There are a couple of things to note here. The magic happens on the await expect(page).toHaveScreenshot line. This makes Playwright take a screenshot and compare it against a stored screenshot. If no screenshot with this name exists, it will fail the test and you have to first generate a screenshot by running your suite with --update-snapshots.

Second, there is some complication involved with taking full page screenshots. My website lazy-loads images, which means some images aren’t loaded when the page is sufficiently long. I wouldn’t care so much about that if it wasn’t flaky whether some images are loaded or not. I noticed that sometimes particular images were loaded and sometimes not, which defeats the purpose when trying to look for pixel differences between snapshots. For this purpose, you’ll notice the whole scrolling logic in the test: I scroll down the whole page 200 pixels at a time to ensure all images are loaded in.

Lastly, the list of pages I want to test are statically listed in the notes variable. At first, I actually generated this dynamically by programmatically visiting the index page and then extracting all linked targets. In the current design of the site, this yields exactly all subpages. Another way would be to expose an “endpoint” in the site that produces all the pages in the notes collection. Both approaches have the benefit of not requiring me to update the list manually when I publish a new note, but come with the downside that I need to execute all tests in a single Playwright test.
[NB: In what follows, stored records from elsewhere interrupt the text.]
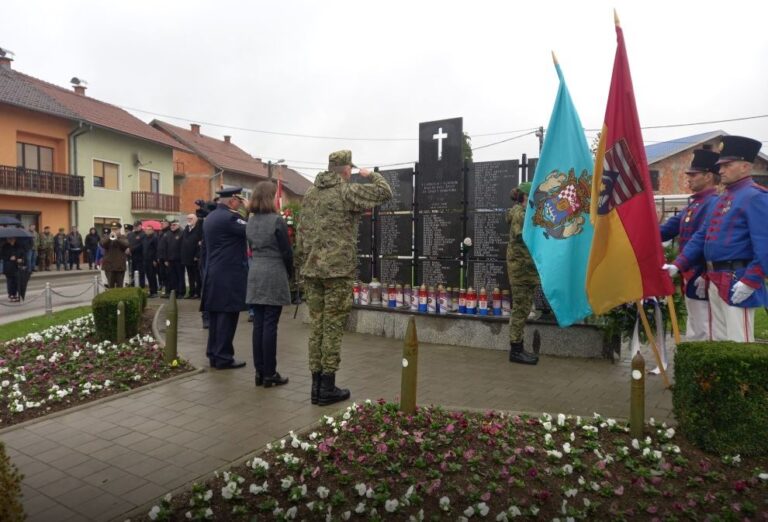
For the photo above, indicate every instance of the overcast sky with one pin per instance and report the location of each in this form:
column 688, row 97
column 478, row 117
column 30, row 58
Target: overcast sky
column 363, row 69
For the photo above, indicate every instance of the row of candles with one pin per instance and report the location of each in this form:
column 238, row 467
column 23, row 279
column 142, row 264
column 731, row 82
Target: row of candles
column 432, row 300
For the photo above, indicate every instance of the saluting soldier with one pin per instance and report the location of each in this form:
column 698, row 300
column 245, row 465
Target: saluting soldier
column 734, row 245
column 702, row 177
column 225, row 277
column 523, row 276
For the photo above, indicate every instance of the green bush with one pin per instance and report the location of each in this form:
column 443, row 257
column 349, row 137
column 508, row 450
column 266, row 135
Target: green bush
column 10, row 489
column 105, row 311
column 720, row 397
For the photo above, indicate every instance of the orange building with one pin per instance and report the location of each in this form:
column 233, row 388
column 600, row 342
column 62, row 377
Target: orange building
column 217, row 163
column 35, row 184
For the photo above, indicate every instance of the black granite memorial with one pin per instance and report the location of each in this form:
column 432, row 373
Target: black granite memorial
column 401, row 183
column 440, row 177
column 489, row 232
column 394, row 234
column 439, row 235
column 433, row 272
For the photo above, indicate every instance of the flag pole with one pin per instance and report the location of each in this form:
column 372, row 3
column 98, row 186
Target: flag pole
column 673, row 316
column 652, row 341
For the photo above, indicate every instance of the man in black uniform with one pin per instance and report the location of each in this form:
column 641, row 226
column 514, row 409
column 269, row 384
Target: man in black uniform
column 225, row 277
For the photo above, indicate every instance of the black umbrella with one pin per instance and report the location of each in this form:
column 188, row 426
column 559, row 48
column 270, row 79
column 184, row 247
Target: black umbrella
column 13, row 232
column 23, row 275
column 7, row 220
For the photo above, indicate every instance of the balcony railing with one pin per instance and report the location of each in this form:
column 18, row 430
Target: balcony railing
column 154, row 202
column 20, row 179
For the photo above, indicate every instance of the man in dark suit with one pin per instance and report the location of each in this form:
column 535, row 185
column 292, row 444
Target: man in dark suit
column 225, row 277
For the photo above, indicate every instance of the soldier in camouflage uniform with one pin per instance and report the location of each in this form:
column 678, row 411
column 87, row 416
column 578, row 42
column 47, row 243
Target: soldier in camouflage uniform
column 523, row 277
column 326, row 253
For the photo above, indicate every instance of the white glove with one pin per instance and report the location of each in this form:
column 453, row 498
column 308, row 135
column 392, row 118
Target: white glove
column 741, row 292
column 701, row 287
column 672, row 270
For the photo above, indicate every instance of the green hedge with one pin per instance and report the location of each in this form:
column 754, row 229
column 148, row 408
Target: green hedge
column 105, row 311
column 11, row 509
column 720, row 397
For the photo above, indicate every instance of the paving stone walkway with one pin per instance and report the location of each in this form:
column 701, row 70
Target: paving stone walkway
column 105, row 460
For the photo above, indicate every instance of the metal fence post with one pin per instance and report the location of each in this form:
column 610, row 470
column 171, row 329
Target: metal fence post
column 48, row 299
column 170, row 353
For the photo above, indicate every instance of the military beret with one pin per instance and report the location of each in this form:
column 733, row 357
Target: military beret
column 341, row 158
column 738, row 148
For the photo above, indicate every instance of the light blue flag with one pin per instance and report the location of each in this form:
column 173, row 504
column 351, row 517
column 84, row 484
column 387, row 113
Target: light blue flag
column 557, row 228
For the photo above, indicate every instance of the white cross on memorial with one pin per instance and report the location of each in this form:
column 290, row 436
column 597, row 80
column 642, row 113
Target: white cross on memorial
column 440, row 136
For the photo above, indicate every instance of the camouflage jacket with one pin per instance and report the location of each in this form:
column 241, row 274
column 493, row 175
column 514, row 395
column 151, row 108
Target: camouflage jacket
column 330, row 213
column 517, row 251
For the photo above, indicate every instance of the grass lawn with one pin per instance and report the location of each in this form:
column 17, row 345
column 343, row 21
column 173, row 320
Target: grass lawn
column 35, row 324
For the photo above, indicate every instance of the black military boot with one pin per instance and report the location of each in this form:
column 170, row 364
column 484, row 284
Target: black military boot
column 275, row 380
column 315, row 394
column 329, row 393
column 519, row 355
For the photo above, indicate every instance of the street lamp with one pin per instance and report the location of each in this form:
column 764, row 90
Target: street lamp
column 269, row 167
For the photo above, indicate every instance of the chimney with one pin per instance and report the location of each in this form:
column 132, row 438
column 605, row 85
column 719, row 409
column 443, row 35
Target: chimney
column 78, row 85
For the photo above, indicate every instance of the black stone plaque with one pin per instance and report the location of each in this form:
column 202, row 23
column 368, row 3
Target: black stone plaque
column 394, row 234
column 488, row 275
column 395, row 271
column 364, row 233
column 433, row 272
column 489, row 183
column 439, row 179
column 490, row 234
column 401, row 183
column 363, row 271
column 439, row 234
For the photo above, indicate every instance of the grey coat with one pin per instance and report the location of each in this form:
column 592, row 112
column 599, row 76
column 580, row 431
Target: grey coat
column 268, row 270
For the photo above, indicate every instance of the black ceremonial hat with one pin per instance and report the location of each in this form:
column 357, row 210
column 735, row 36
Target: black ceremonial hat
column 738, row 148
column 704, row 160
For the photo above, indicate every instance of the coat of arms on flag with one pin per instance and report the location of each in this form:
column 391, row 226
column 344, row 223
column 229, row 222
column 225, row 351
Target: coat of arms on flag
column 560, row 203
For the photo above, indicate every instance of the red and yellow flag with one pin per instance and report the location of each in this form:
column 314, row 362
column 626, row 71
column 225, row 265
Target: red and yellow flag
column 626, row 255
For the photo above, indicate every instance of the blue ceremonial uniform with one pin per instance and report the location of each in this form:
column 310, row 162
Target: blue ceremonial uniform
column 224, row 281
column 734, row 242
column 684, row 225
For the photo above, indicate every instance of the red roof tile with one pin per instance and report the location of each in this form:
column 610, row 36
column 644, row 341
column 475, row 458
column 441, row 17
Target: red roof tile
column 31, row 93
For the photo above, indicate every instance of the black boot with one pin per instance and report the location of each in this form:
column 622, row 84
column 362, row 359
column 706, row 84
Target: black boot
column 329, row 393
column 275, row 380
column 315, row 394
column 519, row 355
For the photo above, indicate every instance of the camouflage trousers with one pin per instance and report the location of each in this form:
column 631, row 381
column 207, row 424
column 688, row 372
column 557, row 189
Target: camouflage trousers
column 523, row 282
column 329, row 301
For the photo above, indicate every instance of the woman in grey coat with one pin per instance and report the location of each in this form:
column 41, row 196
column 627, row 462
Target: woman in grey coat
column 268, row 273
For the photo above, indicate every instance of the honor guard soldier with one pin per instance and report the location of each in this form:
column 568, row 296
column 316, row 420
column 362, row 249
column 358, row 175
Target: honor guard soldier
column 702, row 177
column 734, row 245
column 225, row 277
column 327, row 255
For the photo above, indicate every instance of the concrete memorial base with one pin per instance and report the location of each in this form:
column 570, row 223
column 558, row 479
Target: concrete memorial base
column 476, row 331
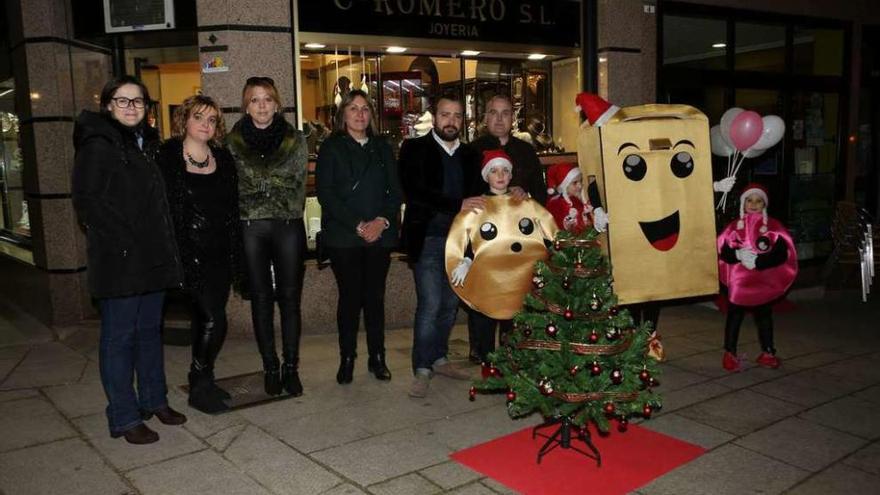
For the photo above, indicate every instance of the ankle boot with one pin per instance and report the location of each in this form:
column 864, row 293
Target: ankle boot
column 346, row 370
column 376, row 366
column 290, row 379
column 272, row 381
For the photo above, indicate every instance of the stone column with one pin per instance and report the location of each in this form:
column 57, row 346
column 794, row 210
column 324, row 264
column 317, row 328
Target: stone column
column 251, row 38
column 56, row 76
column 628, row 51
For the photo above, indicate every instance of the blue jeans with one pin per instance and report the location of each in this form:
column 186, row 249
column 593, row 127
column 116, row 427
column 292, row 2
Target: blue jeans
column 436, row 306
column 131, row 344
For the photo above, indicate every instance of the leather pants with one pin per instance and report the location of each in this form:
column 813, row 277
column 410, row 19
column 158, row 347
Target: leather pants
column 274, row 251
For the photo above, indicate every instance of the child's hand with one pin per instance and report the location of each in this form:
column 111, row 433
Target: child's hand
column 460, row 272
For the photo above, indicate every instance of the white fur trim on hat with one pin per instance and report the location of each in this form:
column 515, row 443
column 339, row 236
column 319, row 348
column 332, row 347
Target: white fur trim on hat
column 495, row 162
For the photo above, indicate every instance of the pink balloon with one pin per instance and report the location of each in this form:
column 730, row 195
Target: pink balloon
column 745, row 130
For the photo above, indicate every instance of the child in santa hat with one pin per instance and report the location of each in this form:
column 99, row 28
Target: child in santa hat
column 564, row 186
column 757, row 263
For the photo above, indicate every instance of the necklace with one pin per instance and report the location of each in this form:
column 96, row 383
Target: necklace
column 198, row 164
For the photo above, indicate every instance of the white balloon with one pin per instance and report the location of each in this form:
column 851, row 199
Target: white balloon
column 720, row 147
column 726, row 121
column 774, row 129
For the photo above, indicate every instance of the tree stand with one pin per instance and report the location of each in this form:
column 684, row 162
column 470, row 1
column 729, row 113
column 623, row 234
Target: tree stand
column 562, row 437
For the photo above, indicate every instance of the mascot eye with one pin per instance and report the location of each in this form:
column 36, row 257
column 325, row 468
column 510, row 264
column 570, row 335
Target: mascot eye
column 634, row 167
column 682, row 164
column 488, row 231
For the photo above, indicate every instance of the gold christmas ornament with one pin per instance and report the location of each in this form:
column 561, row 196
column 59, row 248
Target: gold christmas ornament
column 506, row 238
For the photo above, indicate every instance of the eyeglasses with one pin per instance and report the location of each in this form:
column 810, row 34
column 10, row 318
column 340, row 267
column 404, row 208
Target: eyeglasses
column 258, row 80
column 123, row 102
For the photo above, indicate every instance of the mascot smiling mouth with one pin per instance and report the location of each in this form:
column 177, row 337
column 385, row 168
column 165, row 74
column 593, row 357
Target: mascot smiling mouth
column 662, row 234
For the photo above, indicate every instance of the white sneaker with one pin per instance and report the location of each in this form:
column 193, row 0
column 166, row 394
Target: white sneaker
column 420, row 385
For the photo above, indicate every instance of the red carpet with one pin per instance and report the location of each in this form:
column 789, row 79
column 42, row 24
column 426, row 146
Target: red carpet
column 629, row 460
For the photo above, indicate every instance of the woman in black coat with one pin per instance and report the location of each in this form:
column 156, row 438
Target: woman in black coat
column 359, row 192
column 202, row 187
column 119, row 196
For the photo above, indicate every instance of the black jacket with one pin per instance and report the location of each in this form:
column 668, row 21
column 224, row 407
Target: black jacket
column 421, row 176
column 356, row 183
column 119, row 196
column 528, row 173
column 189, row 224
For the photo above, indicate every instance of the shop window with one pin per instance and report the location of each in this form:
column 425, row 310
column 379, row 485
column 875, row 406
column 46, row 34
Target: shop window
column 13, row 205
column 694, row 42
column 818, row 51
column 760, row 47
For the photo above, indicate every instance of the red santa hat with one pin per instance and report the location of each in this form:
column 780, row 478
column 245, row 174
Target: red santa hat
column 560, row 176
column 495, row 158
column 750, row 190
column 595, row 108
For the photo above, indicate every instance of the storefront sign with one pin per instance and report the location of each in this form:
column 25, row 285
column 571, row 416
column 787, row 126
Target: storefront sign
column 529, row 22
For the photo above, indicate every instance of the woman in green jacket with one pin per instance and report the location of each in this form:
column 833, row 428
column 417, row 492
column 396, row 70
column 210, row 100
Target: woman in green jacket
column 271, row 158
column 359, row 192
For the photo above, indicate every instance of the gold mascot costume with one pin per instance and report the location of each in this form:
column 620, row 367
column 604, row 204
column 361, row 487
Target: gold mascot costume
column 653, row 169
column 506, row 238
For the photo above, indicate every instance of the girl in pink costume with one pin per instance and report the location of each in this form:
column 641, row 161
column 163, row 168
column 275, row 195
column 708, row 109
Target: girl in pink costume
column 757, row 263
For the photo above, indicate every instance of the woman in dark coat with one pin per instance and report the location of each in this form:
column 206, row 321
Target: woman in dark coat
column 202, row 187
column 271, row 157
column 359, row 192
column 119, row 196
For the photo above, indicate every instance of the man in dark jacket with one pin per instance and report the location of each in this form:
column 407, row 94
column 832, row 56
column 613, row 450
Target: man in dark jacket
column 440, row 177
column 527, row 181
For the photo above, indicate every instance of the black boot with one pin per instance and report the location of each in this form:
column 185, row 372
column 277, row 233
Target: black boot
column 346, row 370
column 290, row 379
column 201, row 396
column 376, row 366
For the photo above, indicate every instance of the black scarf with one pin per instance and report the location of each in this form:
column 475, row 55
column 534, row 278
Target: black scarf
column 263, row 141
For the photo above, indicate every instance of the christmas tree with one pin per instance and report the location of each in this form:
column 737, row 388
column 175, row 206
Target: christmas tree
column 573, row 355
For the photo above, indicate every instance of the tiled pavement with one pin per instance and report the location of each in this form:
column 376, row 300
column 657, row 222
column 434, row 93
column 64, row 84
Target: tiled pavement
column 810, row 427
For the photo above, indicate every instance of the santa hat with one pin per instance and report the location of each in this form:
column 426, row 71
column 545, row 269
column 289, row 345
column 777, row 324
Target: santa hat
column 595, row 108
column 760, row 191
column 560, row 176
column 495, row 158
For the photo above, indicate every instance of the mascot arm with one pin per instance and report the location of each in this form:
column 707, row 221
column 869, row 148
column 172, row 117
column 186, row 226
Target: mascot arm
column 775, row 257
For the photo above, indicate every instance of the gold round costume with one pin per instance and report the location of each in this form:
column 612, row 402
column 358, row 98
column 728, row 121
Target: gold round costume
column 506, row 238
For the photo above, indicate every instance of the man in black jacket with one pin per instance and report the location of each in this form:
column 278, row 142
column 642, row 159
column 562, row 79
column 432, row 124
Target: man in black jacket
column 440, row 176
column 527, row 181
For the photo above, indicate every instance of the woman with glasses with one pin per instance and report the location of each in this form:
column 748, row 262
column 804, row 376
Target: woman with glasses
column 202, row 187
column 119, row 196
column 271, row 157
column 356, row 178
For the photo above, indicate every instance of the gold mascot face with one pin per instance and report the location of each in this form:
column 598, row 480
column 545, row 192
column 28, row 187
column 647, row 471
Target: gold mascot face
column 653, row 164
column 506, row 238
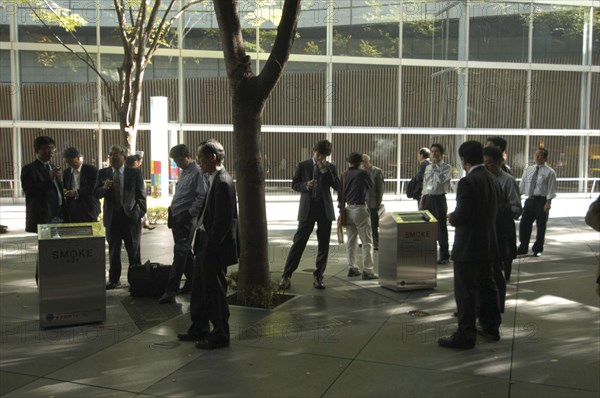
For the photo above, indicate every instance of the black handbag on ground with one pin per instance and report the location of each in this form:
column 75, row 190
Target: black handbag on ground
column 148, row 280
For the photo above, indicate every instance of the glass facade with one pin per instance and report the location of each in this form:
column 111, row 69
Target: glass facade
column 379, row 76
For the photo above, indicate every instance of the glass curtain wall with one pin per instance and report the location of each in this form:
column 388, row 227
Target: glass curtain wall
column 379, row 76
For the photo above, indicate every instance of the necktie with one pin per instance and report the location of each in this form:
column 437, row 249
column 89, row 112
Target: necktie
column 533, row 182
column 55, row 182
column 117, row 189
column 314, row 193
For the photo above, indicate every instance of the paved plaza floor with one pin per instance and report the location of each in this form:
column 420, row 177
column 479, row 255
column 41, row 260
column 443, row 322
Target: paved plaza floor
column 353, row 339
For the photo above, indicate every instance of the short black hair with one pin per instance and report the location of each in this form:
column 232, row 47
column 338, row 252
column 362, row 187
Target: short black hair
column 355, row 158
column 323, row 147
column 180, row 151
column 494, row 152
column 471, row 152
column 132, row 159
column 498, row 141
column 41, row 141
column 439, row 146
column 71, row 153
column 544, row 151
column 212, row 146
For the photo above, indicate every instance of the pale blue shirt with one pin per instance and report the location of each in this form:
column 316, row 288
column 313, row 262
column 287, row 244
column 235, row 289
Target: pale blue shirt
column 545, row 185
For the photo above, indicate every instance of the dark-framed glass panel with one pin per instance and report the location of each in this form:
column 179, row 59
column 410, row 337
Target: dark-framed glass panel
column 365, row 95
column 362, row 28
column 497, row 98
column 206, row 89
column 498, row 31
column 594, row 101
column 558, row 33
column 7, row 11
column 311, row 34
column 430, row 30
column 430, row 96
column 30, row 29
column 200, row 28
column 594, row 161
column 160, row 79
column 56, row 86
column 596, row 37
column 299, row 98
column 7, row 90
column 555, row 100
column 7, row 168
column 110, row 34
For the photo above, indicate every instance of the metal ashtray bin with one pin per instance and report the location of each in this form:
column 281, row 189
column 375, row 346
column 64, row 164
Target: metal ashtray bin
column 71, row 274
column 408, row 250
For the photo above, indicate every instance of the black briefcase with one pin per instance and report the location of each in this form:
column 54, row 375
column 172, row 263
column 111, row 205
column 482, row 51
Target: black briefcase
column 148, row 280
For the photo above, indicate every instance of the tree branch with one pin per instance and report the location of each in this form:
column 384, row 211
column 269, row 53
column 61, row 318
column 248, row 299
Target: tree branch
column 286, row 32
column 232, row 41
column 87, row 60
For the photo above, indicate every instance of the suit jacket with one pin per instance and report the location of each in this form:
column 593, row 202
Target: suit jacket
column 375, row 196
column 477, row 199
column 329, row 179
column 221, row 222
column 134, row 194
column 41, row 195
column 86, row 207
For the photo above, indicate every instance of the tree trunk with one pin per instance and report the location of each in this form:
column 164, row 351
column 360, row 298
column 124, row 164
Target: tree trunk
column 250, row 185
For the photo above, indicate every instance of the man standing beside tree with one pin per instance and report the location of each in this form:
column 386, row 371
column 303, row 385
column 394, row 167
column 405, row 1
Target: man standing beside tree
column 374, row 196
column 314, row 179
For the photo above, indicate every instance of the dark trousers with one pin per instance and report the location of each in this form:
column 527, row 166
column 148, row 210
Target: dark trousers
column 208, row 301
column 183, row 260
column 476, row 295
column 500, row 281
column 316, row 214
column 122, row 229
column 374, row 211
column 533, row 211
column 438, row 206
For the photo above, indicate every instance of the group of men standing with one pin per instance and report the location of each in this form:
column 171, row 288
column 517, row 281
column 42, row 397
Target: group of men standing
column 204, row 207
column 487, row 203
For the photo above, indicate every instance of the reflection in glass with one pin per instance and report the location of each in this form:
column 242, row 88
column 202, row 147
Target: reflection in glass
column 558, row 34
column 430, row 29
column 430, row 96
column 81, row 13
column 497, row 98
column 555, row 100
column 366, row 29
column 365, row 95
column 498, row 31
column 299, row 98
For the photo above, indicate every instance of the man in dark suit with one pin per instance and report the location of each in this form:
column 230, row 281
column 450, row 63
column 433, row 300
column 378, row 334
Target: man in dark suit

You see, this test-inside-for-loop you can see above only works as expected when the array to iterate over is statically known. In the dynamic approaches I can’t do that. And then you have to deal with the test failing once the first screenshot doesn’t match, instead of getting a nice summary in the case where each page is its own clean test.

Workflow

So how do I use this? It would be easy to over-engineer it and run this in CI periodically or build it into my deployment script. Instead, I decided to keep it simple and stupid. I have this setup with the images checked into the same repo as the website itself and I run the tests whenever I feel like I’ve made changes that could affect some other part of the site. There is no point in burning energy by running them on every commit or constantly failing my deployment just to confirm that changing a typo on a page does in fact cause visual changes.

With such simplicity in mind, it’s easy to add real value to my workflow with maybe 2 hours of effort. I need to do more things like it.